Sunday, April 19, 2015

Uzbekistan

Dear Colleagues:
        
        I am writing to you at the airport of Termez, a city on the southern border of Uzbekistan with Afghanistan. This city is so far the highest point of my trip. The city’s name is very likely after Demetrius, a general of Alexander the Great, who, after the death of Alexander, ruled this area. There are several important cultures met here: Greek, Bactrian, Buddhist, and later Islam. A village 20 km north of the city is still called Macedon (!!!) after more than two thousand years! I went to a ruin called Kampir Tepa (Tepa means “hill”) which is believed to be one of the 80+ Alexandrias: Alexandria-Oxus (Alexandria on the Oxus River, which is later called Amu Darya). It was a citadel of Greco-Bactrians from 4th c. BCE to 2nd c. CE. It is believed that Alexander himself and his troops took six days to cross the river and started settlement here. His third wife Roxana is from nearby place in today’s Tajikistan (less than 60 miles). I saw big ceramic storage jars. The fragments were laid out on the ground by working archaeologists from more than two thousand years ago! Really amazing!

        There are also first and second century CE Kushan dynasty’s palaces (ruins of course) and several Buddhist stupas and monasteries. Hellenistic style Buddhist statues and column bases and capitals have been found in these ruins. Kushans were nomads coming from northern China (Dunhuang, Gansu province, China). Once they settled here, they started to adopt Greek alphabets, coinage, and art style. They were the ones who first made Buddha in human form. I will show you a statue found in a Buddhist monastery here. You can see both Greek and Indian/Gandara styles on it. The artifacts in this period and in this kind of cross-culture environment are the ones I am looking for for my research project, so I am really excited.

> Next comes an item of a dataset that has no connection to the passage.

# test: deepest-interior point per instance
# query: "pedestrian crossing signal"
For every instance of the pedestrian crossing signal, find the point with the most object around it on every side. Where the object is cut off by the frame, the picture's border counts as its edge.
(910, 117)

        In the central and western parts of the country, there were two other cultural areas: Khorazm (centered in Old Urgenchi in Turkmenistan, and Khiva in western Uzbekistan), where Iranian speaking people lived and Zoroastrianism was popular; and Sogdiana centered in Samarkand and Bukhara (also called Tranxiana: area between Oxus or Amu Darya and Syr Darya), where another Iranian group Sogdians lived.

        Once Islam has conquered Central Asia, they built mosques and minarets. The oldest one left in Central Asia today is found here. It is dated 1108. There are overwhelmingly mosques and madrasas (monasteries) in the country. Many were originally built during Timurid time, but now most are reconstructed and repaired only after the Soviet era.

        Amir Timur, or Tamerlane, who claimed himself as the descendant of Chengikhan and was a conqueror of Central and West Asia, Syria, and Egypt, is recognized as national iconic hero after Uzbekistan’s independence from USSR. His statues and monuments are found almost everywhere. He was born in a place not far from Tashkent. I have been to both of his birthplace and mausoleum.

        Babur, one of Timur’s great-great grandsons became the founder of the Mughal Dynasty in India. To trace Babur’s life was one of my interests for the trip. He was born in Andijan, a city in the eastern part of Fergana Basin in the northeast of the country.